Okay, well it wasn’t my life every day; but once or thrice a year – the Glendas, Time Out or, as in this case, The Tatler Restaurant Awards. I haven't worked for the FT since 2003 but still my name pops up on out-of-date mailing lists for launches and events, one of which belongs to Conde Nast, god bless the inefficiency of their PR company. This year the Awards Ceremony is being held in the Mandarin Oriental, upstairs in a vast function room with a floor that sways under our feet like an ocean liner sailing through calm waters.  I tell myself it has been sprung for dancing.  I repeat it every time it eddies and dips with attendant stomach lurch because the alternative, that it’s struggling to bear the weight the assembled restaurateurs, is too terrifying.  I see us all tumble to our deaths in a muddle of masonry and shattered glass, and hold my hand out for another (exceptionally good) canape and a Roederer refill to cushion the shock.

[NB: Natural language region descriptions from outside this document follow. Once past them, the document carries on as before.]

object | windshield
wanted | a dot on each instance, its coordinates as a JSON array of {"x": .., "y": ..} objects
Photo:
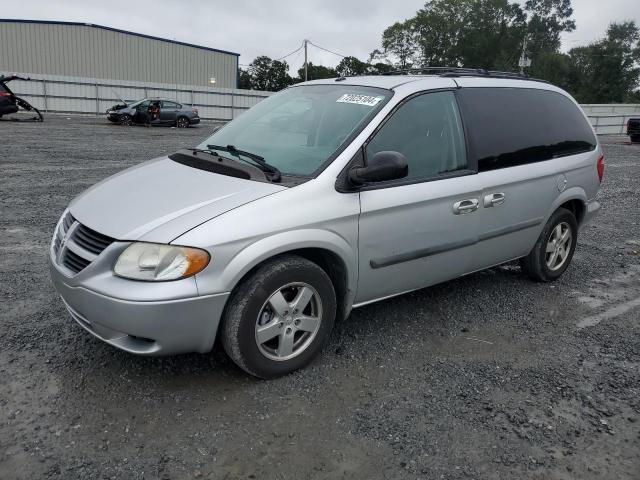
[{"x": 299, "y": 129}]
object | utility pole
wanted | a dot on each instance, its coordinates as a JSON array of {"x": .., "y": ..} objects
[
  {"x": 306, "y": 69},
  {"x": 524, "y": 61}
]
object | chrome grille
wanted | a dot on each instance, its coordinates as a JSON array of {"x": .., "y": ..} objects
[
  {"x": 91, "y": 240},
  {"x": 75, "y": 245},
  {"x": 74, "y": 262}
]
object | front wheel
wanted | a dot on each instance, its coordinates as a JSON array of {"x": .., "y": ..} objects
[
  {"x": 279, "y": 318},
  {"x": 552, "y": 253}
]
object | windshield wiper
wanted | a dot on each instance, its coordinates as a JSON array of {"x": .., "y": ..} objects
[{"x": 262, "y": 164}]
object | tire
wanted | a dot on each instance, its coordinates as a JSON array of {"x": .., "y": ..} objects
[
  {"x": 546, "y": 266},
  {"x": 250, "y": 313}
]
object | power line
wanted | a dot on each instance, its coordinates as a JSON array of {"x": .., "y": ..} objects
[
  {"x": 289, "y": 54},
  {"x": 327, "y": 50}
]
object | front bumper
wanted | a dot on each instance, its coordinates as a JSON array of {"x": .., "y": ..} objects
[{"x": 150, "y": 327}]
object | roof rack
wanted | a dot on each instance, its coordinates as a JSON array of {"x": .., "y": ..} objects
[{"x": 462, "y": 72}]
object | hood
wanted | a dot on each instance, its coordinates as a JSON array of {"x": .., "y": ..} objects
[{"x": 160, "y": 200}]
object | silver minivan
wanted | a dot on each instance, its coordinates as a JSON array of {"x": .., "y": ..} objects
[{"x": 324, "y": 197}]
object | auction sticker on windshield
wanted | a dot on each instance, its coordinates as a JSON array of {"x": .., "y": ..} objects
[{"x": 368, "y": 100}]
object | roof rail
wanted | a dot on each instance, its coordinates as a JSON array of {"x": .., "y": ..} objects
[{"x": 461, "y": 72}]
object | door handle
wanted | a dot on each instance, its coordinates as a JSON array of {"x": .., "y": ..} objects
[
  {"x": 465, "y": 206},
  {"x": 494, "y": 200}
]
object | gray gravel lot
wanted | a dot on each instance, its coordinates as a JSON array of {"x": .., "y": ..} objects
[{"x": 486, "y": 377}]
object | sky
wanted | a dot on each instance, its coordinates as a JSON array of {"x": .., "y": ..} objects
[{"x": 276, "y": 28}]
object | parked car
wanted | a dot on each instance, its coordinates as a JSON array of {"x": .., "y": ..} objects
[
  {"x": 633, "y": 129},
  {"x": 170, "y": 113},
  {"x": 325, "y": 197}
]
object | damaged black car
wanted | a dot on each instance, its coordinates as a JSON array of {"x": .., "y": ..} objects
[
  {"x": 153, "y": 111},
  {"x": 10, "y": 103}
]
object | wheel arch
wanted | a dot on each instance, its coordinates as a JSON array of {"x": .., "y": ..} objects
[
  {"x": 327, "y": 250},
  {"x": 573, "y": 199}
]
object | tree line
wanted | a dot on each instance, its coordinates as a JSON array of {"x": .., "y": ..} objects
[{"x": 490, "y": 34}]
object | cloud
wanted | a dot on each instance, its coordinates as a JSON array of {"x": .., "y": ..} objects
[{"x": 255, "y": 27}]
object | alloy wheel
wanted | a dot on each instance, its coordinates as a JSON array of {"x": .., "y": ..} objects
[
  {"x": 288, "y": 321},
  {"x": 558, "y": 246}
]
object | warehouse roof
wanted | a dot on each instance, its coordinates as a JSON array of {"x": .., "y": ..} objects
[{"x": 54, "y": 22}]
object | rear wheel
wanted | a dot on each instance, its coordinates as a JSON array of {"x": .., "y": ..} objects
[
  {"x": 279, "y": 318},
  {"x": 552, "y": 253}
]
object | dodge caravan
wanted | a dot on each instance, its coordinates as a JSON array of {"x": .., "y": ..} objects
[{"x": 325, "y": 197}]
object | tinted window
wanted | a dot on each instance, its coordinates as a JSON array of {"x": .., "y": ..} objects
[
  {"x": 515, "y": 126},
  {"x": 428, "y": 132}
]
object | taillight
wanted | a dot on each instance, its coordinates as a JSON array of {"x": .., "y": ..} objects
[{"x": 600, "y": 166}]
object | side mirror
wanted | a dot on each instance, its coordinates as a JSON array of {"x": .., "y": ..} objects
[{"x": 382, "y": 167}]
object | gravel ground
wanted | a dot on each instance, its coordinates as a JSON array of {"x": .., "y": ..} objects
[{"x": 490, "y": 376}]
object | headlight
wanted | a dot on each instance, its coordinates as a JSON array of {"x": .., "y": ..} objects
[{"x": 157, "y": 263}]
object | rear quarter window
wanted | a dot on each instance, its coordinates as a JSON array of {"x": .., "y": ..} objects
[{"x": 508, "y": 127}]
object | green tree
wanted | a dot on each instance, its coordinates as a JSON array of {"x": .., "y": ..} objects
[
  {"x": 244, "y": 79},
  {"x": 607, "y": 71},
  {"x": 476, "y": 33},
  {"x": 316, "y": 72},
  {"x": 399, "y": 41},
  {"x": 267, "y": 74},
  {"x": 547, "y": 19},
  {"x": 555, "y": 67}
]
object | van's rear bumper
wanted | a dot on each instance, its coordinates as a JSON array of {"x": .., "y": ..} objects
[{"x": 145, "y": 328}]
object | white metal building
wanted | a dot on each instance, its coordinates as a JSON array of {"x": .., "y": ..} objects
[{"x": 93, "y": 51}]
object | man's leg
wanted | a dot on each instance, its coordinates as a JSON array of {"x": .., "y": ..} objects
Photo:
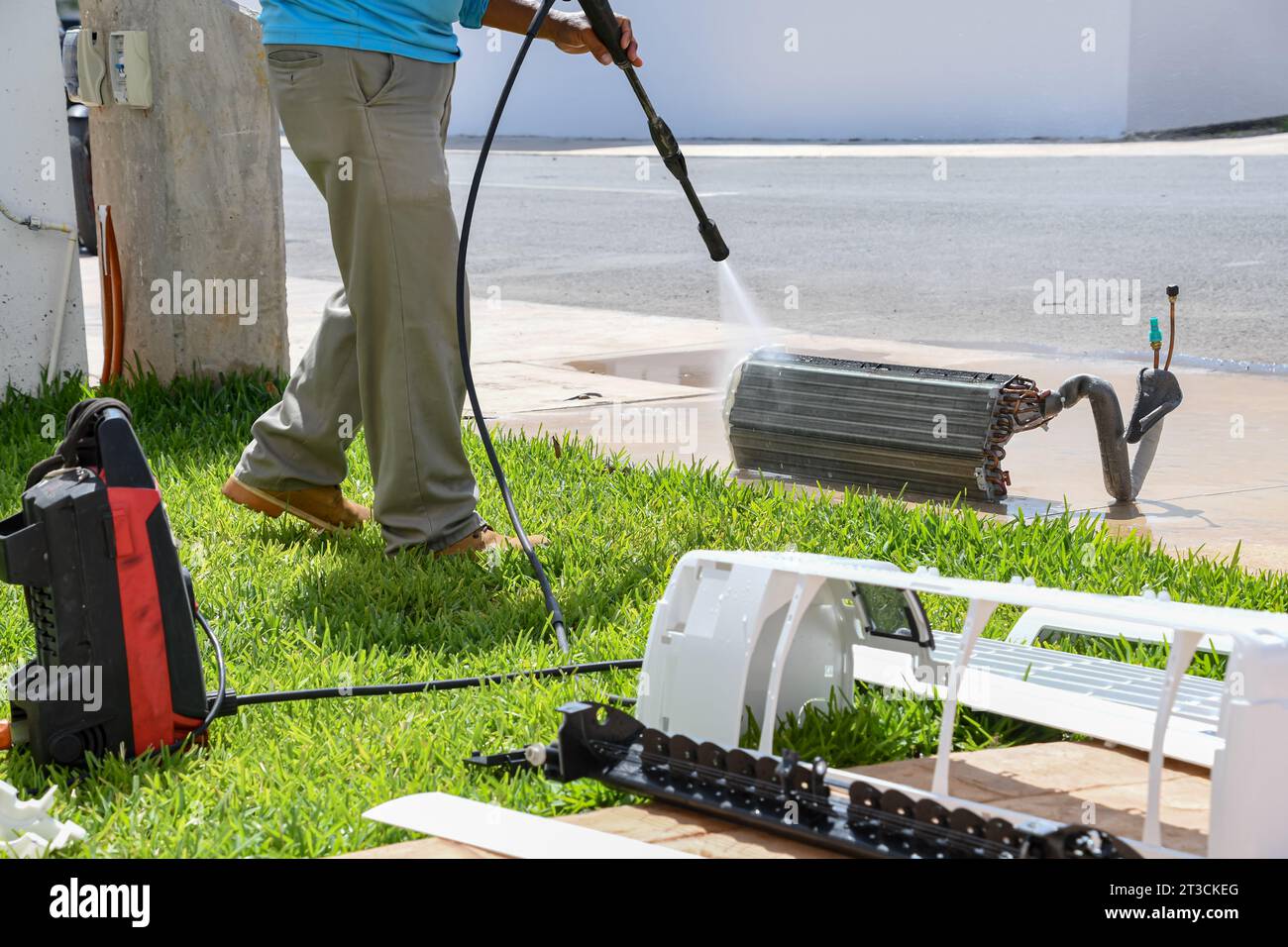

I hardly recognize a soul, but then I never did.  Even when these events were the jam on the bread and butter of writing a restaurant column, I could only pick out the household names - the Marcos, the Giorgios, and the Gordons.  I can’t see any of them here but it’s so crowded, it’s impossible to be sure. People stand in mostly male clusters with a token woman who can be the chef’s wife but is more usually the Front of House.  Most of the restaurants I wrote about back then are gone and best forgotten though there are some familiar names in the roll call of those shortlisted for various categories.  The  winner of Best New Restaurant Quo Vadis, in my day was run by Marco Pierre White and the place where a man first told me that ‘it was a pleasure to meet a woman with a brain for a change’.  You know it’s all over when men start admiring you for your mind.  Especially when they are pissed at the time.

Mark Hix, who got something for the Oyster and Chop House, and the tiny Helene Darroze, who I recently interviewed for a magazine article, won Best New Chef.

As well as a nice fee for the piece I still have a night at the Connaught in one of their plush rooms to cash in as a thank you from the Hotel.

Me and my mind are very much looking forward to it.